Labeaume has repeatedly insisted that the Sisters of Charity’s land is the best solution.
But Roy is not so sure.
He said there are other possibilities for “soft densification” by increasing the number of housing units within older residential lots, or building on abandoned industrial zones.
“We are faced with this challenge to find a new vocation for this land — to look back in 20, 30, 40 years and think, ‘In 2018, we made the right decision.’”
That decision should lie somewhere in between the two polarized views, according to Roy.
He said the Sisters of Charity’s land cannot continue to be used for grain and corn production, as is currently the case, nor should it be flipped on its head to become a suburban neighbourhood.
“The real solution is much more complex than that. We have to think about the future,” said Roy, who envisions smaller vegetable farms that could still also leave space for new homes.
Urban farming
When the Labeaume administration was sent back to the drawing board in October, the mayor seemed to be taking that approach.
“We are totally open to a revolutionary project that will add value to that land,” Labeaume said in October.
He reached out to Groupe Dallaire to come up with a new version that would integrate urban farming and sustainable development.
Sophie Tremblay-Simard, who coordinates a collective garden project only a few hundreds metres away from the Sisters of Charity, is not getting her hopes up though.
She said the concept of urban farming often limits itself to adding a few plants on a rooftop.
Having such a large expanse of healthy soil, so close to a major city, is unique, she said.
“Food security, local food supplies, urban farming — all that requires access to land,” said Tremblay-Simard, who is also on the board of directors of the city’s urban agriculture network (Réseau d'agriculture urbaine de Québec).
The garden, La Tomate Joyeuse, produces vegetables for its 100 members and gives the surplus to local food banks.
Tremblay-Simard said all that is made possible thanks to a landowner who lends the grounds to the collective, but also to the quality of the soil.

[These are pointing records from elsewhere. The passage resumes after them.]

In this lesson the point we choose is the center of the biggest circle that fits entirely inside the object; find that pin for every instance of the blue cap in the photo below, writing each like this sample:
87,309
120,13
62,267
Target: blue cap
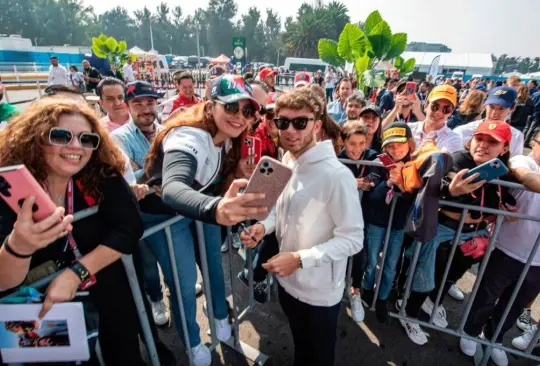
504,96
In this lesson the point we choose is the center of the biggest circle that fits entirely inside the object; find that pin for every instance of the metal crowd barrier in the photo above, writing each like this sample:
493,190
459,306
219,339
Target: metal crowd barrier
481,358
127,260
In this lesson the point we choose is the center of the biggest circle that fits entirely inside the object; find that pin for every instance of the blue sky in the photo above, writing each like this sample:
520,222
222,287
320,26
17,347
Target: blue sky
494,26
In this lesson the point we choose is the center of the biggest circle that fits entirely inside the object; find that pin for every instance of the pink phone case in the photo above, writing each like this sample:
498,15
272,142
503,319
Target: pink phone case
270,177
17,184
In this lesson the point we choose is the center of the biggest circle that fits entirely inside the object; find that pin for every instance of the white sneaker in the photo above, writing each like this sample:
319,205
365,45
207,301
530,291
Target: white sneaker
522,342
223,329
456,293
440,314
467,346
357,309
160,314
525,321
414,332
201,355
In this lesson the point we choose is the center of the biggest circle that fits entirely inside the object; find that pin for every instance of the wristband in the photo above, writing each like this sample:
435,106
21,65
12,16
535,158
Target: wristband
80,270
14,253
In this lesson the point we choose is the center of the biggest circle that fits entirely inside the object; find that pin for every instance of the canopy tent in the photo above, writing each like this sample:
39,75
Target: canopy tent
222,59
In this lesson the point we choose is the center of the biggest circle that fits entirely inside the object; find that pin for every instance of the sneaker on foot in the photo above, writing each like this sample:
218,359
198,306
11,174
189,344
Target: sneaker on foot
456,293
223,329
201,355
522,342
160,314
440,313
525,321
414,332
467,346
357,309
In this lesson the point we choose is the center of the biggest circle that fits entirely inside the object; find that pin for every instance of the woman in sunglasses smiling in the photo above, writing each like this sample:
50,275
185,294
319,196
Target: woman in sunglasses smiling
64,146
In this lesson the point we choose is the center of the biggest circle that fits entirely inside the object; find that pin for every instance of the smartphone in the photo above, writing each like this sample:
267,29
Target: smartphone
386,160
17,184
252,146
488,171
410,90
372,177
270,177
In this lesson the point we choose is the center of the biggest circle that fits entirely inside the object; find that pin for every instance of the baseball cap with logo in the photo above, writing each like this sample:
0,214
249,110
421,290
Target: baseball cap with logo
396,132
139,88
232,88
504,96
447,92
266,72
499,130
302,79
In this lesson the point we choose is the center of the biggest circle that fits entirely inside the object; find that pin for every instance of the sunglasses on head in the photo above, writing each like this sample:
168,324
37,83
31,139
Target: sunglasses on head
299,123
63,137
248,111
447,109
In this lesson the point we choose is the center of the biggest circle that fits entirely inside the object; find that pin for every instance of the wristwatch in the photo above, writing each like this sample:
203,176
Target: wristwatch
80,270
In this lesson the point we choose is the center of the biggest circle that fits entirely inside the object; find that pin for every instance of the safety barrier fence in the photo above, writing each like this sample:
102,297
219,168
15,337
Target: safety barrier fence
259,358
482,356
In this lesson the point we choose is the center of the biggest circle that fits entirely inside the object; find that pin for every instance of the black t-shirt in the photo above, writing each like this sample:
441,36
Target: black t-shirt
116,225
92,73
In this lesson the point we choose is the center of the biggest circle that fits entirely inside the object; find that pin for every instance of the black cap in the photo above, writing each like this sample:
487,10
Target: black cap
396,132
140,89
371,108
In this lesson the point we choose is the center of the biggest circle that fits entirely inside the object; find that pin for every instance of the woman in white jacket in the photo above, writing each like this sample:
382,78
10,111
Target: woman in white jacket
318,224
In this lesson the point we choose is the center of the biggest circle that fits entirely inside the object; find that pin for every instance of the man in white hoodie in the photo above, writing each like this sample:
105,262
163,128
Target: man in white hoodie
318,223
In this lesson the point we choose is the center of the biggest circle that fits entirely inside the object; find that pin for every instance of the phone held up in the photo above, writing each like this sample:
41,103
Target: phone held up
488,171
17,184
270,177
252,146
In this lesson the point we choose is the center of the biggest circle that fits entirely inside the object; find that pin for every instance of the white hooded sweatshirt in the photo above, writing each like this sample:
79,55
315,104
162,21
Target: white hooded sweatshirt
319,216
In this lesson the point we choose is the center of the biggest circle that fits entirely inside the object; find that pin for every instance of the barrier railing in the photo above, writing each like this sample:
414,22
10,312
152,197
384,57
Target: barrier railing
481,357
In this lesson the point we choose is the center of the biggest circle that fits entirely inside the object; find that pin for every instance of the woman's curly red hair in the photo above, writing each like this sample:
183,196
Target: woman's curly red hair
24,139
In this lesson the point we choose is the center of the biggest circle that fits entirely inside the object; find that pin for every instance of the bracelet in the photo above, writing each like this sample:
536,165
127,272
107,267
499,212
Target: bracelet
81,271
14,253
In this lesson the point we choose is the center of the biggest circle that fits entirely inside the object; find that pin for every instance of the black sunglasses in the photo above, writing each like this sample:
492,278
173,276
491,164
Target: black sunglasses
447,109
248,111
63,137
299,123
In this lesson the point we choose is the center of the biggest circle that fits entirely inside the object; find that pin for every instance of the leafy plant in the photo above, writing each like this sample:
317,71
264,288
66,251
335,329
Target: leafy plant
111,49
364,49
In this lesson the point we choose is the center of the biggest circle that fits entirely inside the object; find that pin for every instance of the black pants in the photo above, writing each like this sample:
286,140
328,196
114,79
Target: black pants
460,265
267,250
313,329
498,283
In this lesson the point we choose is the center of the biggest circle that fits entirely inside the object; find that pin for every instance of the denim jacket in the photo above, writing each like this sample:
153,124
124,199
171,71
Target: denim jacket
133,142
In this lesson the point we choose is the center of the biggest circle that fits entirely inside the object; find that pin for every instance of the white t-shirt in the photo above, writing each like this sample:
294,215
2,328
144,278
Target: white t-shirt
446,139
198,143
58,76
516,145
128,73
517,238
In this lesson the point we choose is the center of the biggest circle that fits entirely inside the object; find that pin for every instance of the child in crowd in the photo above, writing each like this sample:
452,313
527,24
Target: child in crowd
398,143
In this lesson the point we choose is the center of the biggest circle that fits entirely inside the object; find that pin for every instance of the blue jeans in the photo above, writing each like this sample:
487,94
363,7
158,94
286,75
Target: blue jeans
184,241
375,243
424,275
152,282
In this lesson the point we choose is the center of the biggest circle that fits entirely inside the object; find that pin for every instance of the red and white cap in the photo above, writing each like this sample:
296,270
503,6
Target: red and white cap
302,79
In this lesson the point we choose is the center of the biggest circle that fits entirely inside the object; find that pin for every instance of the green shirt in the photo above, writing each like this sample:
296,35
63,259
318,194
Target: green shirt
7,111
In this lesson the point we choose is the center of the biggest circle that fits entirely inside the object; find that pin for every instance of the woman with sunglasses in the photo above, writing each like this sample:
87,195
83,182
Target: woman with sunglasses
491,140
193,154
64,146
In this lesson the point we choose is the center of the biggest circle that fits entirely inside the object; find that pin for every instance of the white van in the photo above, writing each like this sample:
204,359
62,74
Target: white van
310,65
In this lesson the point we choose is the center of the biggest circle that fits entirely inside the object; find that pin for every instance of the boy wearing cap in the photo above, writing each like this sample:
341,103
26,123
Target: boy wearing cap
440,104
499,104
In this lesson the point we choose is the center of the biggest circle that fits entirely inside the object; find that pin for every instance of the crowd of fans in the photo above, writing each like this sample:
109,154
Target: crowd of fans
144,163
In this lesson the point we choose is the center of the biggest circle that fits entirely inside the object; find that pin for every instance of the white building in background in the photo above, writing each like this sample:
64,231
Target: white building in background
469,63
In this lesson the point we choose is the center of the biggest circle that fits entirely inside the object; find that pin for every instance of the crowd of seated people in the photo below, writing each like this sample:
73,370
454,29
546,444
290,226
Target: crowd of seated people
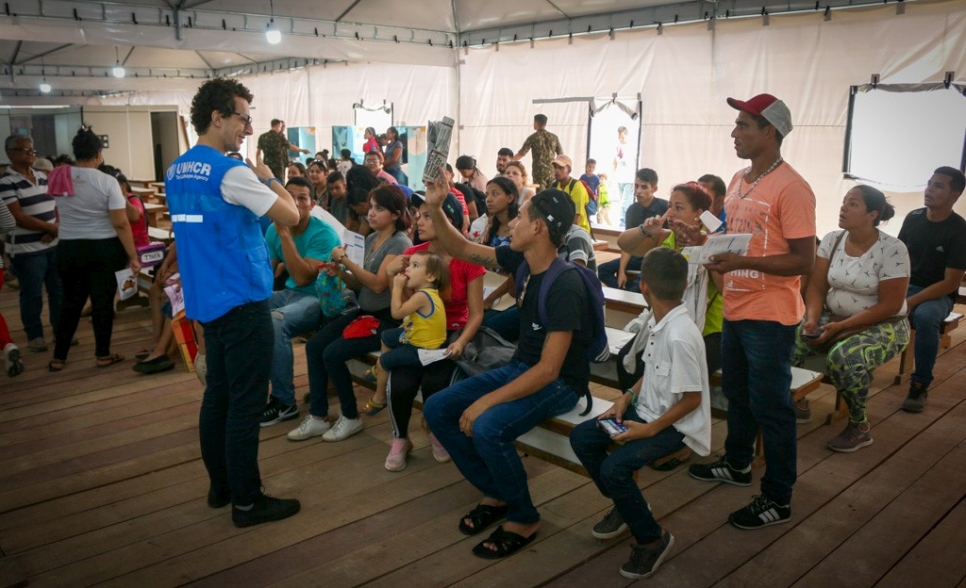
419,287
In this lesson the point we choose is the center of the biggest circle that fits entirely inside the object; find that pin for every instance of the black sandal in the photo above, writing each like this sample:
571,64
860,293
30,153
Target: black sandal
506,542
482,517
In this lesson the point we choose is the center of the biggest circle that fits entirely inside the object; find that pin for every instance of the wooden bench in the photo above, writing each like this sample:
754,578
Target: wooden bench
622,306
907,361
153,211
550,440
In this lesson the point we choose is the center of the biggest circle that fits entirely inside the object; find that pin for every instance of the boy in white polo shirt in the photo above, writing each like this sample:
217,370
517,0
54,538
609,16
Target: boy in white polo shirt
666,409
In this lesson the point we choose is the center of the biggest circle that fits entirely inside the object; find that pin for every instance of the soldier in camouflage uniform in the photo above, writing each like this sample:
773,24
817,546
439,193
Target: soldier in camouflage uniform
275,147
545,146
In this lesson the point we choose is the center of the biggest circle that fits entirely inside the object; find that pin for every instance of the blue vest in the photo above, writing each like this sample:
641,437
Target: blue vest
222,254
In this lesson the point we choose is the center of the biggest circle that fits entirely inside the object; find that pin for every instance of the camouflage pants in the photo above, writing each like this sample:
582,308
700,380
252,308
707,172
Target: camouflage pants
850,362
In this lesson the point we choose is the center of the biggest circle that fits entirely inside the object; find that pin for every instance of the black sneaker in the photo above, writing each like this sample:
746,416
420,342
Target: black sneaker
762,512
276,412
645,560
264,510
916,400
721,471
610,526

“Once you’ve damaged agricultural land, there is no going back. You can’t come back and take away the concrete, you can’t give back 300 years of history to the soil — it’s over,” she said.
Tremblay-Simard also looks at the patch of unspoiled land as a landmark that can be seen all the way from the old town, giving the city “space to breathe.”
Denis Bédard also believes the ecosystem near his home deserves to be preserved, in the global context of climate change and air pollution.
“We saw it with the heat waves this summer. People want more trees, more green spaces, and here we have a council that wants to take away (two square kilometres) of that.”
Regardless of the government’s decision, Bédard is confident his two children have what they need to keep the family farm going.
He has bought as much neighbouring land as possible, ensuring the next generation will have 145 hectares of forest and land to grow their raspberries, strawberries, squash, pumpkins, perennial flowers and vegetable plants, which are all sold directly on site to their customers.
While Bédard has the full support of Quebec’s farmers’ union (UPA), which has opposed the housing plan since its inception, he’s doubtful the few farmers still standing carry enough weight to bring down a major development project.
But he believes his loyal customers, could.
“It’s the citizens who will make a difference.”